Training sets are used in automatic categorization of documents, to establish precision and recall curves and to train automatic categorization engines to categorized documents correctly. Precision and recall curves are standard measures of effective categorization and information retrieval. Precision is a measure of the proportion of documents retrieved that are relevant to the intended result. Recall is a measure of the coverage of a query, for instance the number of documents retrieved that match an intended result, compared to the number of documents available that match the intended result. To construct a training set for automatic categorization, trained professionals exercise nearest neighbor and similarity measure procedures, then use precision and recall curves to set criteria for automatically assigning documents to categories, using the training set to generate the precision and recall curves. The training set typically includes documents with categories that have been editorially established or verified by a human.
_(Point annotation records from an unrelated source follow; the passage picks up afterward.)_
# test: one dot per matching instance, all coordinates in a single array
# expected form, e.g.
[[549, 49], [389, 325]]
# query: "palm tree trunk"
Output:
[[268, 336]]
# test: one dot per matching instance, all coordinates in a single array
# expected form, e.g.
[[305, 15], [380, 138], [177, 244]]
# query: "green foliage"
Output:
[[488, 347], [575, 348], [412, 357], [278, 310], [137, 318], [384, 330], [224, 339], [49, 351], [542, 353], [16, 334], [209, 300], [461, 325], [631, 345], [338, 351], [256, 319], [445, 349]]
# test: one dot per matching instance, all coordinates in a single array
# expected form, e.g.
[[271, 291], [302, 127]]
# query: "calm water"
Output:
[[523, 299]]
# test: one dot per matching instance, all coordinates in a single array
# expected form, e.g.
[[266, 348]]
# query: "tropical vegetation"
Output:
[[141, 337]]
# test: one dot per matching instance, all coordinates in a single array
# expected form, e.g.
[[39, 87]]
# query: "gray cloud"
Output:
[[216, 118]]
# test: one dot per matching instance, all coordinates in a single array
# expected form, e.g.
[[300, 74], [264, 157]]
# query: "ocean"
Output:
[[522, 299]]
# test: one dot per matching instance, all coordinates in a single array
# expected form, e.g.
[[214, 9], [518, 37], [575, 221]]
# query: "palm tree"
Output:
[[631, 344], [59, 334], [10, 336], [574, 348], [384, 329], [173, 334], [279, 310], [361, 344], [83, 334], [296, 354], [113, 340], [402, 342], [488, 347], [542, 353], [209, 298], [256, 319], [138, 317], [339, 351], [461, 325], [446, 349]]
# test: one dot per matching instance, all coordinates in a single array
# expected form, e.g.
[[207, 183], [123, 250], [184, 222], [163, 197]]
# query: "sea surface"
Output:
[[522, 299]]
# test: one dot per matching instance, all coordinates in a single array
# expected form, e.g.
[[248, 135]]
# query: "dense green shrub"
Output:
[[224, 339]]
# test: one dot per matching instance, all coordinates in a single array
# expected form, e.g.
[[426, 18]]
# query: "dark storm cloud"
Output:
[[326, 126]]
Errors in categorization include failure to assign a document to the category in which it belongs and assignment of the document to a category in which it does not belong. One cause of this type of error is so-called inadequate corroborative evidence of the correct categorization of similar documents. In other words, the training set does not include similar enough documents to produce the desired match. An approach to overcoming inadequate corroborative evidence is to add documents to the training set.
Adding documents to or deleting documents from a training set implies generating new precision and recall curves, which are used to retune automatic categorization criteria. One way of updating a training set is to generate category scores for each member of the training set using the same categorization algorithm that is used for automatic assignment of documents that have not been editorially categorized. These scores are stored with an editorial category assignment indictor in persistent storage. Data associated with a score entry includes the document identifier, the category identifier, the category score, and a Boolean value indicating whether the same category was editorially assigned to the document. This data is then used to generate precision and recall curves for each category. The curves are analyzed and thresholds adjusted as appropriate. Once the training set has been retuned, it can be used for categorization of documents.
Updating a large training set to add a few documents, for instance to provide additional evidence supporting a particular categorization, can be time consuming and computationally taxing, when the nearest neighbors and similarity scores are recomputed and category thresholds are adjusted for the entire training set. Therefore, there is an opportunity to improve on training set updating by incremental updating.